This is the final installment of a 5-part series about specific strategies you can use in order to retain your best construction employees. You can find the first installment here, the second here, the third here, and the fourth here.
Pay them well
Dad explained to me, when I was quite young, that the wise person “knows which side his bread is buttered on.” Dad was referring to his relationship with his employer. He knew, that in order to keep his job he had to perform up to a certain standard or he would be on the job hunt. Now-a-days, the roles have shifted somewhat, and it is the construction business owner who must look at his employees when it comes to determining the matter of buttered bread.
At the very least, keep your pay scale in the ballpark of what your market is paying.
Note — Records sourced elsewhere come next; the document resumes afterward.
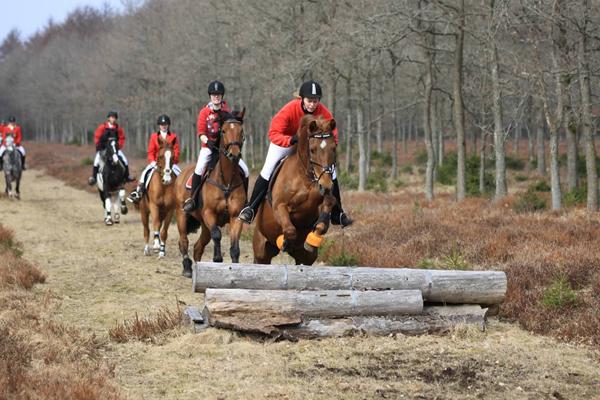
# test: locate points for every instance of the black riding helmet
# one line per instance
(163, 120)
(216, 87)
(311, 89)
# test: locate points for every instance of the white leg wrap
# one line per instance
(203, 159)
(176, 169)
(122, 155)
(274, 154)
(244, 168)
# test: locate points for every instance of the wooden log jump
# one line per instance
(443, 286)
(266, 310)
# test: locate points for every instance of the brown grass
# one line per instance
(147, 329)
(42, 359)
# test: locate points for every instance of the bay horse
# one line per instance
(13, 168)
(110, 182)
(223, 195)
(296, 213)
(159, 200)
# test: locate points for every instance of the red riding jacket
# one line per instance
(208, 121)
(286, 122)
(15, 132)
(103, 127)
(153, 146)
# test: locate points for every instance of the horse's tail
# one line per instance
(191, 224)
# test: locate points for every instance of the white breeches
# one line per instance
(274, 155)
(119, 153)
(174, 167)
(205, 156)
(20, 148)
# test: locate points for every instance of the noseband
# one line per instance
(326, 169)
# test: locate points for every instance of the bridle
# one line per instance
(326, 169)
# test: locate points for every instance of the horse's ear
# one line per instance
(332, 125)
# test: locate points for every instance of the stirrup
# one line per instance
(189, 205)
(134, 197)
(246, 215)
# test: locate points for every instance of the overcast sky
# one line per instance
(29, 16)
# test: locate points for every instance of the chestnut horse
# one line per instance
(223, 196)
(297, 211)
(159, 200)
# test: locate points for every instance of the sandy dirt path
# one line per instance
(97, 276)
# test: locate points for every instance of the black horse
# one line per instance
(13, 168)
(110, 182)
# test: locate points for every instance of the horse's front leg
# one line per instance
(235, 231)
(183, 242)
(315, 238)
(155, 215)
(210, 220)
(282, 215)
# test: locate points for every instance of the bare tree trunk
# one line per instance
(501, 189)
(459, 112)
(426, 45)
(362, 149)
(586, 114)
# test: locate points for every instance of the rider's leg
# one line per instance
(338, 216)
(22, 151)
(128, 177)
(203, 159)
(261, 186)
(92, 179)
(246, 175)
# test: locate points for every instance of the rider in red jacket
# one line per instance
(103, 132)
(163, 122)
(14, 130)
(284, 127)
(209, 128)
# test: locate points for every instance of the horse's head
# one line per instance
(164, 162)
(232, 134)
(316, 139)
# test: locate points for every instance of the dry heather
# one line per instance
(536, 251)
(42, 359)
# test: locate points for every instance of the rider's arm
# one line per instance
(121, 134)
(175, 149)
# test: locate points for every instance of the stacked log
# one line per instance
(308, 302)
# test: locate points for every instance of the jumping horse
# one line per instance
(110, 182)
(13, 168)
(222, 197)
(296, 213)
(159, 200)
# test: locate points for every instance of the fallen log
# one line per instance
(440, 286)
(265, 310)
(434, 320)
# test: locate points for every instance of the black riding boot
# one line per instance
(92, 179)
(338, 216)
(190, 204)
(258, 194)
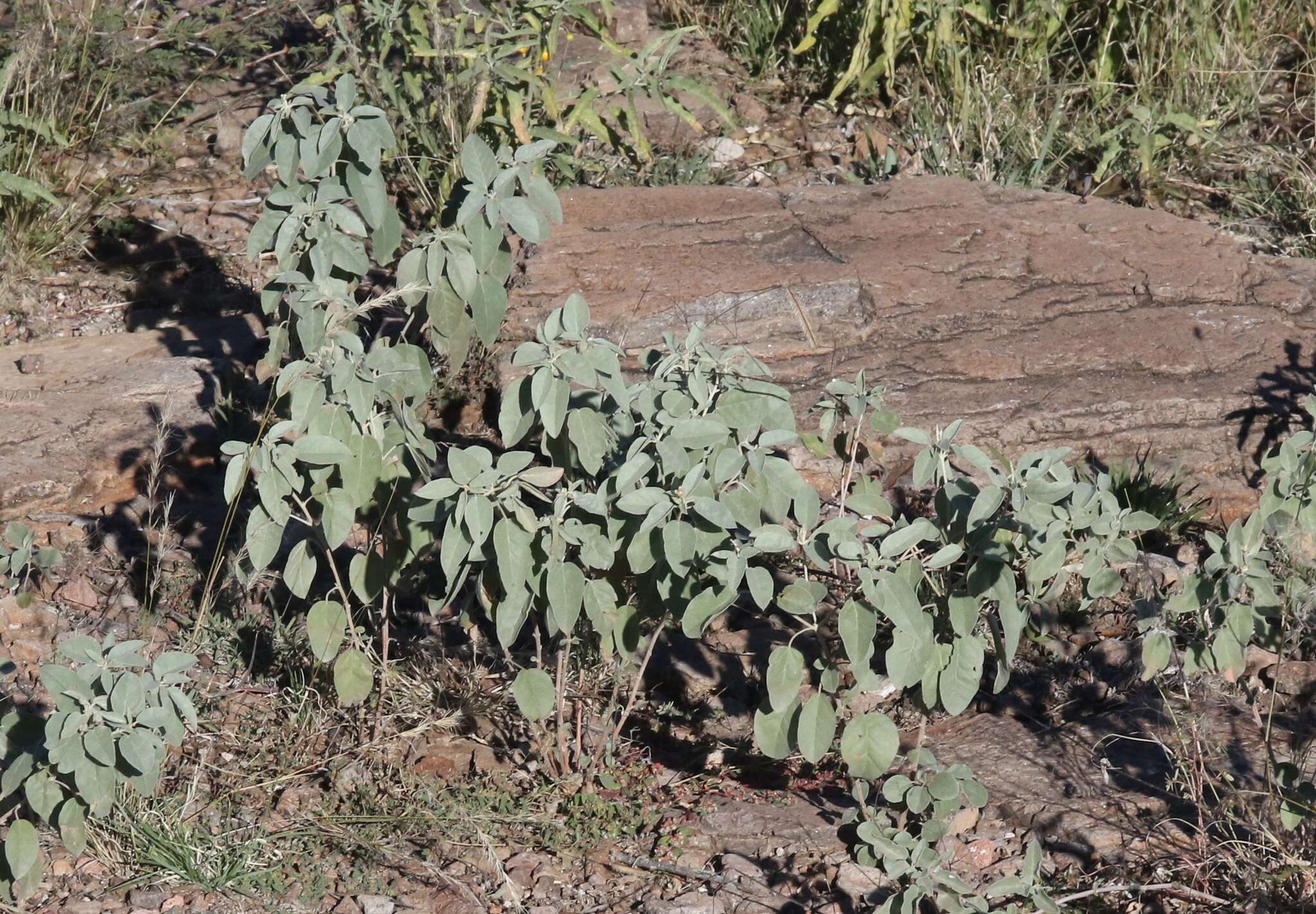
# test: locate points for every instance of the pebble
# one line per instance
(377, 904)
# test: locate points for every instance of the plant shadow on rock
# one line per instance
(184, 298)
(1277, 408)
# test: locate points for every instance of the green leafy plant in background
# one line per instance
(85, 79)
(21, 560)
(621, 505)
(17, 190)
(454, 71)
(115, 713)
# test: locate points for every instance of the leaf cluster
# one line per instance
(115, 713)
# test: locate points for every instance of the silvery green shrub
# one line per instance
(21, 559)
(620, 502)
(115, 713)
(346, 444)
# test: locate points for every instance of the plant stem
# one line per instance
(636, 681)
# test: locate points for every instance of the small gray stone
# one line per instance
(858, 884)
(377, 904)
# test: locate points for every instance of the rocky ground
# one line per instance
(1044, 319)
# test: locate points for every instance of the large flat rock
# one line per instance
(1040, 320)
(79, 418)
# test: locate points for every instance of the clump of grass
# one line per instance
(1200, 107)
(87, 78)
(1169, 496)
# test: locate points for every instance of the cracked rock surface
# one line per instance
(1040, 320)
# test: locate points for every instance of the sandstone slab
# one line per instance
(74, 434)
(1040, 320)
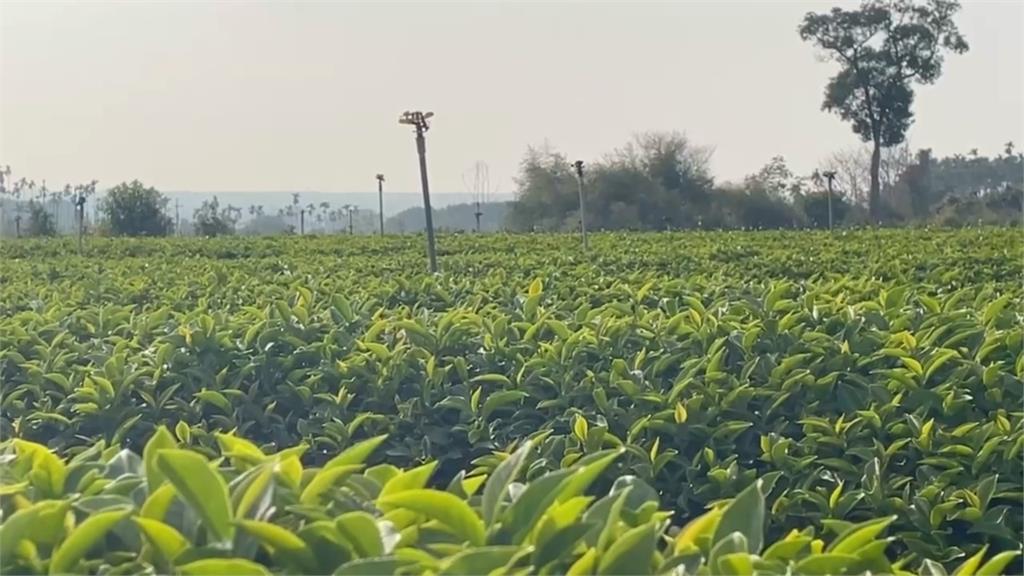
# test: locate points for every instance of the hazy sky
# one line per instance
(272, 95)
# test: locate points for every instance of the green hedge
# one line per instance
(173, 510)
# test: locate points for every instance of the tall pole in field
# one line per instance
(419, 121)
(380, 199)
(830, 176)
(583, 217)
(80, 210)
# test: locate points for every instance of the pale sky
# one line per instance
(215, 96)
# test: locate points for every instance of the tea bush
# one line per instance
(859, 375)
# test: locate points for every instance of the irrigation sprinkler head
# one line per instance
(417, 119)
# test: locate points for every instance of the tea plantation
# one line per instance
(684, 403)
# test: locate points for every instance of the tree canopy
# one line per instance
(883, 47)
(134, 209)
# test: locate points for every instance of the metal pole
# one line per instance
(81, 219)
(380, 198)
(583, 214)
(829, 175)
(421, 149)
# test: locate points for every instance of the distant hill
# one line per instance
(453, 217)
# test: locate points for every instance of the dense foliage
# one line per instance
(111, 511)
(860, 375)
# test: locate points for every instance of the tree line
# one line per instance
(662, 180)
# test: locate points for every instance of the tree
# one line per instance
(40, 220)
(133, 209)
(853, 170)
(210, 219)
(547, 191)
(882, 47)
And, don’t wait until someone leaves to learn what others in your industry are paying. One simple way to check, is to use the information you can find on the website of the recruitment business known as indeed. Go here, enter the job title in the open section of the first block, hit search, and receive a plethora of information. You can refine the search as you progress in order to gain more and more specific information.
Consider the whole cost
If you can’t afford to pay them well, how are you ever going to afford to replace them? When it comes to the cost of employee turnover, you’ll do well to consider the whole picture. This article from Jobsite takes a look at some tangible as well as intangible costs connected with employees walking off your jobsites.
Retain them – parts 1 through 5
Coming full circle, it is time to admit that pay for your employees matters. Yet, if the only thing you offer is a bigger pay package you’re not likely to retain your best employees long-term. In a Harvard Business Review article, titled What Matters More to Your Workforce than Money the author states, “One of the most striking results we’ve found is that, across all income levels, the top predictor of workplace satisfaction is not pay: It is the culture and values of the organization, followed closely by the quality of senior leadership and the career opportunities at the company.”
This same author goes on to state, “While pay can help get new talent in the door, our research shows it’s not likely to keep them there without real investments in workplace culture: making a commitment to positive culture and values, improving the quality of senior management, and creating career pathways that elevate workers through a career arc in the organization.”
Be always on the lookout for ways you can improve the experience for your best employees. Make it a priority. Make it happen.